Nada Al-Nashif, a cargo de la Acnudh, dijo que “Los Estados deben redoblar sus esfuerzos para garantizar la rendición de cuentas y la reparación cuando los africanos y las personas de ascendencia africana hayan muerto en el curso de la aplicación de la ley”.

En términos generales, el informe constata la persistencia de denuncias de trato discriminatorio, deportaciones ilegales, el impacto desproporcionado de la pena de muerte o políticas punitivas de drogas, así como sobrerreprsentación en arrestos y en las cárceles.

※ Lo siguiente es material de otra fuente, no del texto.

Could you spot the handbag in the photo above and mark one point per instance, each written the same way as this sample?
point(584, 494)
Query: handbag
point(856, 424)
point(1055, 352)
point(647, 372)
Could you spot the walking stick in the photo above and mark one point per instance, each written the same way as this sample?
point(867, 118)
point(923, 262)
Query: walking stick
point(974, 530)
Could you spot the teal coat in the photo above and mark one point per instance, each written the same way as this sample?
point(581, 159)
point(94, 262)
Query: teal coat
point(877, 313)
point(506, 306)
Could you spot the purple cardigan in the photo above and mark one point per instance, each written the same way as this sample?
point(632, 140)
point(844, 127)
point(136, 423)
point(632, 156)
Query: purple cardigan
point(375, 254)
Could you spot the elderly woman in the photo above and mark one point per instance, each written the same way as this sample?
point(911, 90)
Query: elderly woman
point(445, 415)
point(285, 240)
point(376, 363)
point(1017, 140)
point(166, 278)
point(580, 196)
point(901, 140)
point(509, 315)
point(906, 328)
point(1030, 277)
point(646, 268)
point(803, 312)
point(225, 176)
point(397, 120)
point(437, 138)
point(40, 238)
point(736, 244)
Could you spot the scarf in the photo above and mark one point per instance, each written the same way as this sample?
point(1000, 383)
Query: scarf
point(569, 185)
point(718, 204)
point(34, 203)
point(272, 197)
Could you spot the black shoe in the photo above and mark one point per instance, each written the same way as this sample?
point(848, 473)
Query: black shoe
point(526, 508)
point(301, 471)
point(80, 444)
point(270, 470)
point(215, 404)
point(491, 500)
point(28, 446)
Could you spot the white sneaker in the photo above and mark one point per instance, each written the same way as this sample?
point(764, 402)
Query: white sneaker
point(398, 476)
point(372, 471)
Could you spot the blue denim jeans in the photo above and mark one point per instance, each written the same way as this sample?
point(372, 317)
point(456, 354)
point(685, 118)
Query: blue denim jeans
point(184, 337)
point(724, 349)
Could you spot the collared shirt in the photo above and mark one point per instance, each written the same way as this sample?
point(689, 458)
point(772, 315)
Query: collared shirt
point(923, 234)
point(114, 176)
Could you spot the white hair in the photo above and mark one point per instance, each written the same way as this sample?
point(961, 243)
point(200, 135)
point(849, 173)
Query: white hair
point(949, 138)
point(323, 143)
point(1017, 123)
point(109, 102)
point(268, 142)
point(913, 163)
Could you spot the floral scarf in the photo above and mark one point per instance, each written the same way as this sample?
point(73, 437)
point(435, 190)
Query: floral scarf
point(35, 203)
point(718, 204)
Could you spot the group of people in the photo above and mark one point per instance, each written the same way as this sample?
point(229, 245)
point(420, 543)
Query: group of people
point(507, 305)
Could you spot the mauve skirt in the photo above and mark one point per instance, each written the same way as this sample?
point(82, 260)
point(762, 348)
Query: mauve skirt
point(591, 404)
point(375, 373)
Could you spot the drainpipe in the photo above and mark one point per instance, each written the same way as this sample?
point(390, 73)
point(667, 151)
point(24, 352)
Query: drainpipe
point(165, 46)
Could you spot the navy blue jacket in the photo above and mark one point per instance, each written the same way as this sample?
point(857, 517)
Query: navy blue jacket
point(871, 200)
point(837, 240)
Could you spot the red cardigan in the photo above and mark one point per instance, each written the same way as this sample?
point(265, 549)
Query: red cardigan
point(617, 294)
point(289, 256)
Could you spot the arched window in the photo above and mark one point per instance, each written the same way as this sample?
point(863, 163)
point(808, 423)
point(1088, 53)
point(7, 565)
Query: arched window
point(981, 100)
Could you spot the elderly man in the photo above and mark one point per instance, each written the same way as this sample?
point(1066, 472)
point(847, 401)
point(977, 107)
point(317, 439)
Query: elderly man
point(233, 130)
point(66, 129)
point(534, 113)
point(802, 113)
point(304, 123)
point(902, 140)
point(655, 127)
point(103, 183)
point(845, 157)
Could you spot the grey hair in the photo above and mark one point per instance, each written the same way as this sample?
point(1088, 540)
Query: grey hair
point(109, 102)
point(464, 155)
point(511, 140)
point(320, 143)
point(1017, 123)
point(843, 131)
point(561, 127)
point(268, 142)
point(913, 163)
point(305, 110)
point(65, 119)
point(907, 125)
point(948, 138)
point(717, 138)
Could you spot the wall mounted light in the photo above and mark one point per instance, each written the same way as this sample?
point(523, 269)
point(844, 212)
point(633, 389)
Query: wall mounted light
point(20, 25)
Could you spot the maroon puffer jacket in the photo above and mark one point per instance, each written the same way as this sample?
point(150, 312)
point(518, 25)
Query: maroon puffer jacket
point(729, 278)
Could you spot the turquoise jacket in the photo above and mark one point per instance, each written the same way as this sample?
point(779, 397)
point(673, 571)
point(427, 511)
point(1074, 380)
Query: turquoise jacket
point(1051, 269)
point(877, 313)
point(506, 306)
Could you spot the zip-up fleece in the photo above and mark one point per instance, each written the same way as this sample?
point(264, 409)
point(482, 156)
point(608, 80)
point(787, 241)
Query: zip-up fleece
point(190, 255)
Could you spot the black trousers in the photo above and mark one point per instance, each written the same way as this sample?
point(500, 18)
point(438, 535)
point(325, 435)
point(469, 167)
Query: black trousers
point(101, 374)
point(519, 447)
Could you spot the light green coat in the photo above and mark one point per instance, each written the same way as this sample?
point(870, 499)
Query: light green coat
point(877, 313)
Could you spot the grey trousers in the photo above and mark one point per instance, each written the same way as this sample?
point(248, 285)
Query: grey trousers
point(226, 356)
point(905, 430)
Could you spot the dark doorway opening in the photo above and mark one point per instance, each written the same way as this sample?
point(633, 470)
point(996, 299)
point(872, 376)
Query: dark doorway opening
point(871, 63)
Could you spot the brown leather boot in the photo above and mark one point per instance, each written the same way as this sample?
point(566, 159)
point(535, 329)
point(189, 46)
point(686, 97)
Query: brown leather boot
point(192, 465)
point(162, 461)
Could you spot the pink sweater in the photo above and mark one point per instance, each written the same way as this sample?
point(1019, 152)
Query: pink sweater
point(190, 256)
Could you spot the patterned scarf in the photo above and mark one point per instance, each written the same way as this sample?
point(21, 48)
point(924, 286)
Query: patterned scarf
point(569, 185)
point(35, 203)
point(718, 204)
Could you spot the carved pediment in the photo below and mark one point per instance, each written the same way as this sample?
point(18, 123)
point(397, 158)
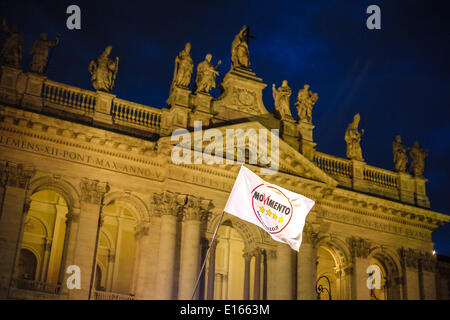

También de manera general, el activismo liderado por afrodescendientes, al que se unen muchas otras personas, ha llevado a un mayor reconocimiento del carácter sistémico del racismo y dado lugar a iniciativas concretas en algunos países.

En Canadá hay crecientes llamados para la despenalización de la simple posesión de drogas, incluso para abordar las disparidades raciales en la aplicación de la política criminal de drogas en ese país, y Suecia toma medidas para evaluar el uso de perfiles étnicos por parte de la policía.

Al-Nashif presentará el informe el 2 de octubre al pleno de 47 Estados que integran el Consejo de Derechos Humanos de las Naciones Unidas.